A Novel Hybrid Framework for Hourly PM2.5 Concentration Forecasting Using CEEMDAN and Deep Temporal Convolutional Neural Network
Fuxin Jiang, Chengyuan Zhang, Shaolong Sun, Jingyun Sun

TL;DR
This paper introduces a hybrid forecasting model combining CEEMDAN and DeepTCN to improve hourly PM2.5 concentration predictions by effectively modeling complex data patterns, outperforming existing models in accuracy.
Contribution
The study presents a novel hybrid framework integrating CEEMDAN and DeepTCN for enhanced PM2.5 forecasting, demonstrating superior accuracy over traditional models.
Findings
CEEMDAN-DeepTCN achieves the highest forecasting accuracy.
The model effectively captures data patterns of pollutants and meteorological factors.

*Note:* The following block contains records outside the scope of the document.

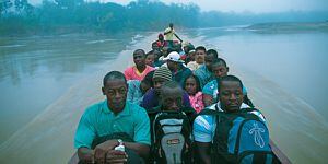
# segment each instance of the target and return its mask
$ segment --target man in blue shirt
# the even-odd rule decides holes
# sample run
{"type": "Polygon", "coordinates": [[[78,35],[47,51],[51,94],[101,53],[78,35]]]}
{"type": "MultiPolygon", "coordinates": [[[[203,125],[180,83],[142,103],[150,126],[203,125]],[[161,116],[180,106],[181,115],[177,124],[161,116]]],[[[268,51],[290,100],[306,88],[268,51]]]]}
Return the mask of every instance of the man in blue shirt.
{"type": "Polygon", "coordinates": [[[164,60],[166,60],[167,68],[173,74],[173,80],[183,86],[186,78],[192,74],[191,70],[184,66],[185,61],[180,59],[180,55],[176,51],[172,51],[164,60]]]}
{"type": "MultiPolygon", "coordinates": [[[[243,103],[243,83],[234,75],[225,75],[218,85],[219,102],[209,106],[208,109],[236,114],[241,108],[248,108],[243,103]]],[[[266,122],[260,112],[249,112],[266,122]]],[[[196,154],[201,163],[211,163],[211,147],[215,134],[216,121],[213,115],[199,115],[194,121],[192,133],[195,137],[196,154]]]]}
{"type": "Polygon", "coordinates": [[[150,151],[150,121],[145,110],[127,102],[127,81],[118,71],[104,78],[103,94],[107,99],[89,107],[79,122],[74,147],[80,161],[86,163],[124,163],[130,159],[129,152],[144,159],[150,151]],[[117,139],[109,139],[92,148],[97,138],[115,133],[126,133],[133,142],[125,142],[127,153],[115,150],[117,139]],[[128,156],[129,154],[129,156],[128,156]]]}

Improves PM2.5 concentration prediction performance.
Abstract
For hourly PM2.5 concentration prediction, accurately capturing the data patterns of external factors that affect PM2.5 concentration changes, and constructing a forecasting model is one of efficient means to improve forecasting accuracy. In this study, a novel hybrid forecasting model based on complete ensemble empirical mode decomposition with adaptive noise (CEEMDAN) and deep temporal convolutional neural network (DeepTCN) is developed to predict PM2.5 concentration, by modelling the data patterns of historical pollutant concentrations data, meteorological data, and discrete time variables' data. Taking PM2.5 concentration of Beijing as the sample, experimental results showed that the forecasting accuracy of the proposed CEEMDAN-DeepTCN model is verified to be the highest when compared with the time series model, artificial neural network, and the popular deep learning models. The…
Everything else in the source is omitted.